This is the most stereotypical thing I could make
...And Forty-Nine Lesser States
1965-1973: Nelson Rockefeller (Republican)
1973-1981: Robert Kennedy (Democratic)
1981-1989: Jack Kemp (Republican)
1989-1993: Rudy Giuliani (Democratic)
1993-2001: James A. Baker III (Republican)
2001-2005: Ann Richards (Democratic)
2005-2009: Kay Bailey Hutchison (Republican)
2009-2013: William McRaven (Democratic)
2013-2017: Dan Patrick (Republican)
2017-2021: Julián Castro (Democratic)
2021-: Heidi Nelson (Republican)
Why has California, the nation's largest state since 1963, failed to exercise its voice in the Presidency? Perhaps because of its runners-up. The 'New York ideology' of strong support for civil rights backstopped by an ardent pursuit of 'law and order' and a measured effort to bow to capital without mooning labor defined the late '60s and '70s, but began to fray in the 1980s as inflation rose, protests against police violence spread across the nation, and headlines about America's support of 'dirty wars' in Latin America and Africa dotted the headlines. Kemp tore at the old order by fighting for supply-side economics; Giuliani did it by choosing his side in the culture wars, and in doing so tearing his party apart.
Despite Kemp's SoCal childhood, he did not open any doors for the west coast. Instead, his mantle was taken up by his more pragmatic House counterpart, Jim Baker, who summarily handed the mantle over to one of the few Democrats popular on both sides of the party.
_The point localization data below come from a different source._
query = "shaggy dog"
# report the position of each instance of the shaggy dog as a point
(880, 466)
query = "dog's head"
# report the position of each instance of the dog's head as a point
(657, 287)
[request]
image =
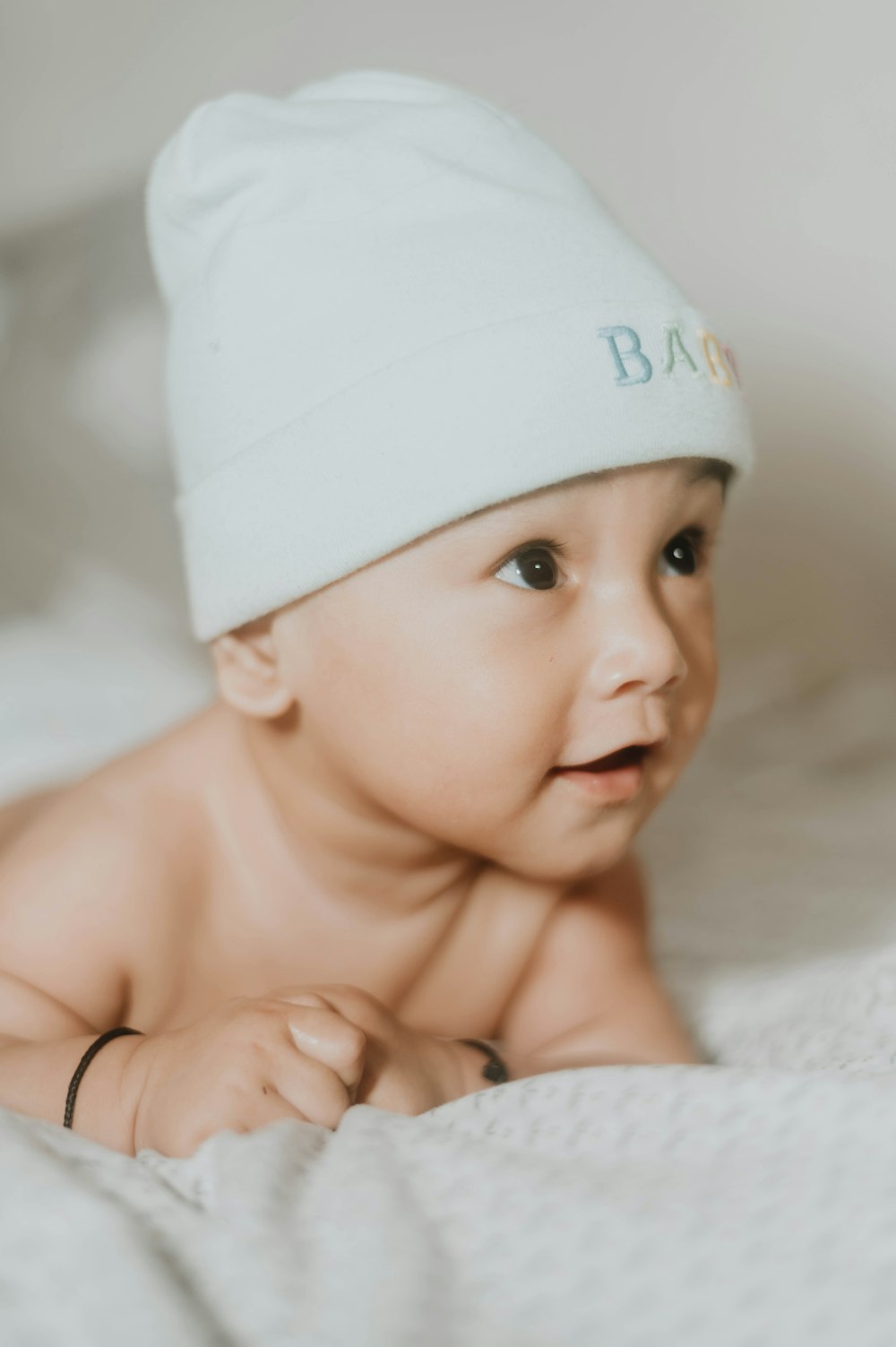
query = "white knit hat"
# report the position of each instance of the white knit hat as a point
(391, 305)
The rising power of the Christian Right meant that her Republican opposite number could never do the same, but neither could the military chieftain who succeeded Richards, nor the shock jock who defeated Governor Bush for the Republican nomination. After at least five one-term Presidents in a row, it has become common to say that the nature of modern Texas politics means that its leaders can never make the transition to the national level easily. But with hurricane-battered Florida losing ground to Texas last Census, who can compete?